Cloud FinOps Framework: AWS Cost Intelligence Dashboard & Anomaly Detection
Architecting a FinOps framework that reduced cloud costs by 30% — featuring Cost Intelligence Dashboard, automated anomaly detection, chargeback mechanisms, and executive-level cost visibility.
The Cloud Cost Problem
Cloud bills are opaque. You get a 300-line invoice from AWS and no one knows which team is responsible for the $40K spike in the EC2 section. Finance is unhappy, engineers are confused, and nobody has visibility until the bill arrives.
This FinOps framework gave every team real-time cost visibility, automated alert on anomalies, and a chargeback model that tied cloud spend to business units — resulting in a 30% cost reduction in 6 months.
FinOps Architecture
The Tagging Strategy
None of this works without consistent resource tagging. We enforce tags via AWS Organizations Service Control Policies (SCPs). Resources without required tags cannot be created.

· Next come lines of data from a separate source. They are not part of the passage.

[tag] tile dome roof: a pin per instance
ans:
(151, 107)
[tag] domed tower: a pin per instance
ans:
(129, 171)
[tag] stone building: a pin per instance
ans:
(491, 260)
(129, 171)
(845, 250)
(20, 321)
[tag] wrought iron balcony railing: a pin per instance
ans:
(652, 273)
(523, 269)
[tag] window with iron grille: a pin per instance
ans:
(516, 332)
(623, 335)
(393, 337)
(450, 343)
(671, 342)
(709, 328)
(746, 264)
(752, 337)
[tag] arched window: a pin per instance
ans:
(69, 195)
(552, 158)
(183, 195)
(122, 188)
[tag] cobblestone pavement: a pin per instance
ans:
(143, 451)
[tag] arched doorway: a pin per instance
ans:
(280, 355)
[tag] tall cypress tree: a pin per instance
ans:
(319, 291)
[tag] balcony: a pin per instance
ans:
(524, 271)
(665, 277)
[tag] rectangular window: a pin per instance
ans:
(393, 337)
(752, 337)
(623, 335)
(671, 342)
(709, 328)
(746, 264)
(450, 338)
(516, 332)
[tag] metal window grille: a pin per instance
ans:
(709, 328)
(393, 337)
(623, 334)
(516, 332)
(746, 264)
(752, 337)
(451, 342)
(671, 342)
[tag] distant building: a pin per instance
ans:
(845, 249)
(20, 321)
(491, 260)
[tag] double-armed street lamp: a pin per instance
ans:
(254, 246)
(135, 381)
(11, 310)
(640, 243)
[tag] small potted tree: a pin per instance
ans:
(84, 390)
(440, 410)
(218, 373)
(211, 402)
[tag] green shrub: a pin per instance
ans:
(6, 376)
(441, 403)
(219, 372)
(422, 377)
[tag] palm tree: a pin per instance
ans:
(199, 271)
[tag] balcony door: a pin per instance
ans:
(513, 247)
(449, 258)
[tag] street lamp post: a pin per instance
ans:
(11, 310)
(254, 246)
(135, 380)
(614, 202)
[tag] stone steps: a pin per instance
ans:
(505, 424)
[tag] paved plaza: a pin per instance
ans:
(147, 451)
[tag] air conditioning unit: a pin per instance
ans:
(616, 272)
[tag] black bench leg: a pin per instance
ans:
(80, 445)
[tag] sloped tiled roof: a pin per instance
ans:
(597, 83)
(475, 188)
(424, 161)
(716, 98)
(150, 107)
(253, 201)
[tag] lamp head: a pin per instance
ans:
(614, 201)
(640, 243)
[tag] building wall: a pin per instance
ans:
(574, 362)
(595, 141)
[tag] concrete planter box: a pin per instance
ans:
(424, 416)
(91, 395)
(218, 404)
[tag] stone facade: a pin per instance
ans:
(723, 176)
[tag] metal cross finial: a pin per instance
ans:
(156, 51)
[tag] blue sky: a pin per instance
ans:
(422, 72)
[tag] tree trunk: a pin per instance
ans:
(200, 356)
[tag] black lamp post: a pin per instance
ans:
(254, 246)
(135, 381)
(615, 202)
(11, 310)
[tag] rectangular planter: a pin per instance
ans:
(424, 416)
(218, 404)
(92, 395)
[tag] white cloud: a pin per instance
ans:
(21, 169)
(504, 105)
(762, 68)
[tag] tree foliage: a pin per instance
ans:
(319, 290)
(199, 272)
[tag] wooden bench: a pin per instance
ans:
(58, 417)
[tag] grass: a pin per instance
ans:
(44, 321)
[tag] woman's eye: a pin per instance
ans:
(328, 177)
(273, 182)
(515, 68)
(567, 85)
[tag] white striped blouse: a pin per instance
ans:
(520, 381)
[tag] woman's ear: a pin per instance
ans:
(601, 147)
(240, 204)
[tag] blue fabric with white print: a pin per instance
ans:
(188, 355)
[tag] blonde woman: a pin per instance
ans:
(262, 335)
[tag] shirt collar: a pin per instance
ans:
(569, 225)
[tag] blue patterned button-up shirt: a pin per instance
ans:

# Required tags enforced via SCP
{
"Version": "2012-10-17",
"Statement": [{
"Effect": "Deny",
"Action": ["ec2:RunInstances", "rds:CreateDBInstance"],
"Resource": "*",
"Condition": {
"Null": {
"aws:RequestedRegion": "false",
"aws:ResourceTag/team": "true",
"aws:ResourceTag/environment": "true",
"aws:ResourceTag/product": "true"
}
}
}]
}
Anomaly Detection Setup
AWS Cost Anomaly Detection uses ML to identify unexpected spend increases. We've tuned it per service: a 20% increase in EC2 costs is fine; a 20% increase in NAT Gateway costs means something is very wrong (likely a misconfigured log aggregation pipeline).
Our Alert Thresholds
- EC2/EKS: Alert if daily spend exceeds 30% of 14-day average
- Data Transfer: Alert on any increase >15% — data transfer spikes are almost always bugs
- RDS: Alert on 25% increase — usually forgotten development snapshots
- Lambda: Alert on 50% increase — invocation count anomalies
Where the 30% Savings Came From
Once teams could see their costs in real time, behavior changed immediately. The biggest wins: Right-sizing EC2 instances (17% reduction), decommissioning orphaned resources (8%), and switching to Savings Plans for predictable workloads (12%). The total over 6 months exceeded $280K in savings on a ~$900K/month AWS bill.